I learned this trick in my distance running club. Distance running is hard. The physical exertion, of course, is quite difficult. But the mental energy that is required to convince yourself to keep going, mile after mile, is something else altogether. It’s easy to quit after a few miles. It’s easy to talk yourself out of it, to believe that inner voice that says “I can’t do this” or “This sucks.” The key to success, I’ve learned, is to lie to yourself.

What does this look like? Obviously, you have to select an appropriate lie. The precise dosage of bullshit is super important here. You can’t tell too big of a lie: telling yourself “I’m going to set a world record in the 10k” is not likely to work for a whole bunch of reasons. But telling yourself “I can do this, this is easy!” is a much more approachable lie.

I’ve tried this strategy with solid results. When I begin to feel tired, I begin chanting “easy, effortless” in my head, in cadence with my breathing. Breathe in two steps; “Easy!” Breathe out two steps, “Effortless!” Repeat this chant for mile after mile, and eventually, it does become easy and effortless. The pain and exhaustion are still there, but by choosing to believe that you’re actually quite capable of doing the thing, and that it’s easy and effortless, it turns out that you actually can do the thing. Ever since I started lying to myself, I’ve been setting personal records and improving my performance consistently. The system seems to work.

My New Years Lies

With that in mind, I’ve decided to take a similar approach to 2026. Instead of making doomed resolutions – I’m going to lose 20 pounds, I’m going to learn Ruby, I’m going to get organized – I’m going to just lie to myself in a systematic way until the lies manifest as actions. Just like saying “easy, effortless” while running, saying a few simple phrases to myself every day will help me go the distance.

I’ve built a few simple lies to help me improve myself in specific ways:

  • “I am healthy and strong.” By telling myself this lie every day, I prime myself to make healthier choices.
  • “I am thoughtful and rational.” This lie will help me think more clearly by priming me to have a calmer mind.
  • “I am sensitive and emotionally intelligent.” This lie will help me be a better husband and father. Like every other American man, I am emotionally broken by our society, and by telling myself this lie I will allow myself to feel feelings again.
  • “I am competent and hardworking.” This lie will help me perform better at work by priming me to slow down and work with purpose versus working for speed.
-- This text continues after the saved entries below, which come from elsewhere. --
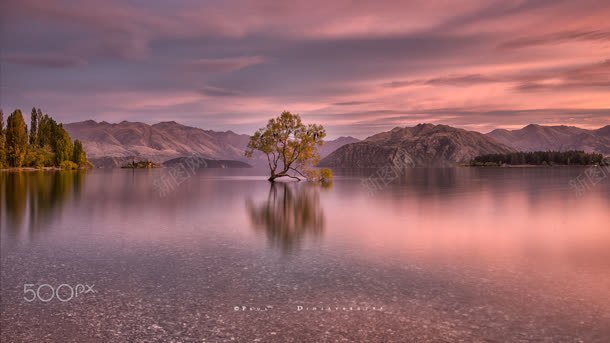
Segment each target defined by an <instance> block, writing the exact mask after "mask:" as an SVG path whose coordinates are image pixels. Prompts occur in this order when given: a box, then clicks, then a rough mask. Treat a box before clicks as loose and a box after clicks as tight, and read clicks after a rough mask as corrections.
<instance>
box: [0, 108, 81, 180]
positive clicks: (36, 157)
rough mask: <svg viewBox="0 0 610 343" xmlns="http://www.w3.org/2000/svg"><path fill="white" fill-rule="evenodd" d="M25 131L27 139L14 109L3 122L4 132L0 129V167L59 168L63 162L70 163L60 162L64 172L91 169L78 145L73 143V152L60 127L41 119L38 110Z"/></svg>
mask: <svg viewBox="0 0 610 343" xmlns="http://www.w3.org/2000/svg"><path fill="white" fill-rule="evenodd" d="M2 126H3V125H2V115H1V112H0V127H2ZM29 132H30V134H29V137H28V129H27V127H26V125H25V122H24V120H23V115H22V114H21V110H19V109H17V110H15V111H14V112H13V113H12V114H11V116H9V118H8V120H7V129H6V130H1V129H0V167H7V166H8V167H22V166H27V167H37V168H40V167H52V166H55V167H61V166H62V162H64V161H69V162H70V163H71V164H68V163H63V166H64V167H69V168H68V169H72V168H73V167H74V165H76V166H78V167H79V168H88V167H90V166H92V165H91V163H89V161H87V155H86V153H85V151H84V149H83V145H82V143H81V142H80V141H77V146H76V149H75V147H74V145H73V144H72V139H71V138H70V135H69V134H68V132H67V131H66V130H65V129H64V127H63V125H62V124H58V123H57V122H56V121H55V120H54V119H53V118H51V117H50V116H49V115H47V114H45V115H44V116H43V115H42V111H41V110H40V109H36V108H33V109H32V114H31V125H30V130H29ZM9 143H10V144H9ZM28 143H29V144H28ZM4 156H6V158H4Z"/></svg>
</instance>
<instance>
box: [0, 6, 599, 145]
mask: <svg viewBox="0 0 610 343" xmlns="http://www.w3.org/2000/svg"><path fill="white" fill-rule="evenodd" d="M1 6H2V10H1V11H0V12H1V13H2V14H1V15H2V22H3V23H4V25H3V29H2V31H1V34H2V42H3V43H2V51H1V67H2V73H1V78H0V86H1V89H0V103H1V105H2V108H3V109H4V111H5V112H9V111H12V110H13V109H14V108H17V107H19V108H22V109H25V110H26V112H29V109H30V108H31V107H32V106H37V107H42V108H43V110H45V111H46V112H49V113H50V114H52V115H54V116H55V117H57V118H58V119H59V120H61V121H64V122H72V121H80V120H86V119H95V120H98V121H101V120H106V121H110V122H117V121H122V120H129V121H142V122H147V123H153V122H158V121H163V120H176V121H178V122H181V123H184V124H187V125H193V126H199V127H203V128H207V129H217V130H229V129H231V130H233V131H236V132H240V133H249V132H251V131H252V130H254V129H255V128H257V127H260V126H262V125H264V124H265V122H266V120H267V118H269V117H272V116H275V115H277V114H279V113H280V112H281V111H282V110H290V111H293V112H297V113H300V114H301V115H302V116H303V117H304V119H305V120H306V121H308V122H318V123H322V124H324V125H325V126H326V127H327V131H328V132H329V137H336V136H340V135H353V136H356V137H359V138H363V137H366V136H368V135H370V134H373V133H376V132H380V131H385V130H388V129H391V128H393V127H395V126H412V125H415V124H418V123H422V122H429V123H435V124H437V123H442V124H447V125H452V126H457V127H462V128H466V129H471V130H477V131H481V132H488V131H490V130H492V129H494V128H498V127H501V128H519V127H522V126H525V125H527V124H529V123H538V124H544V125H557V124H559V125H561V124H565V125H574V126H580V127H583V128H598V127H601V126H604V125H608V124H609V123H610V20H608V19H607V18H609V17H610V2H608V1H579V2H573V1H572V2H564V1H545V0H543V1H460V2H455V1H409V2H404V1H396V2H392V1H383V2H373V1H320V2H316V1H297V2H292V1H284V2H277V1H205V2H200V1H181V2H177V3H174V2H171V3H170V2H161V1H135V0H134V1H124V2H118V1H116V2H113V1H110V2H105V3H100V2H98V1H78V2H73V1H54V2H53V3H51V2H48V1H43V0H19V1H16V0H8V1H3V4H2V5H1Z"/></svg>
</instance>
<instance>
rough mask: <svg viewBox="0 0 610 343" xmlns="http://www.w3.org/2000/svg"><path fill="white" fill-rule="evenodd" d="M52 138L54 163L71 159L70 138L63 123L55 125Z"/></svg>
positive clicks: (71, 153)
mask: <svg viewBox="0 0 610 343" xmlns="http://www.w3.org/2000/svg"><path fill="white" fill-rule="evenodd" d="M53 138H54V143H55V144H54V145H53V146H52V148H53V152H54V153H55V164H56V165H60V164H61V162H63V161H71V160H72V150H73V146H72V140H71V139H70V135H69V134H68V132H67V131H66V130H65V129H64V127H63V125H61V124H59V126H57V127H55V134H54V137H53Z"/></svg>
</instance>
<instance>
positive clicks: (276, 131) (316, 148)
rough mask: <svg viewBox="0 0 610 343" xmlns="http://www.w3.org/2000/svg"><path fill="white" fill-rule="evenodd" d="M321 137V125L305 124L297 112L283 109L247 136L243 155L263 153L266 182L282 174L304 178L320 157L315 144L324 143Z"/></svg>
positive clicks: (321, 131) (321, 144)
Furthermore, these lies are structured using the “I am” phraseology, not the “I will” or “I want to” phraseology. By saying that you will or that you want to do something, you’re selling yourself short. “I will” is vague and empty. “I want to” is an expression of desire, not an expression of state or intention. “I am” is powerful. “I am” implies a contemporaneous state of being in a specific way. By saying these things in this way, you can trick yourself into behaving in ways that manifest these specific states of being.

Does this strategy work? I’ve never tried it in such a broad or systematic way before, but my trials with running suggest to me that it does work. I can count dozens of times when I wanted to give up on a run, but by telling myself “easy, effortless” as I chug along, I’ve powered myself across the finish line. I have reason to believe that this strategy will work, and even if it doesn’t work, changing my inner monologue to be affirming instead of negative seems like a good idea. So instead of making doomed resolutions to start 2026, come with me on a journey of positive self-deception and see where it takes us. A bright, fulfilling future powered by radical self-deception awaits.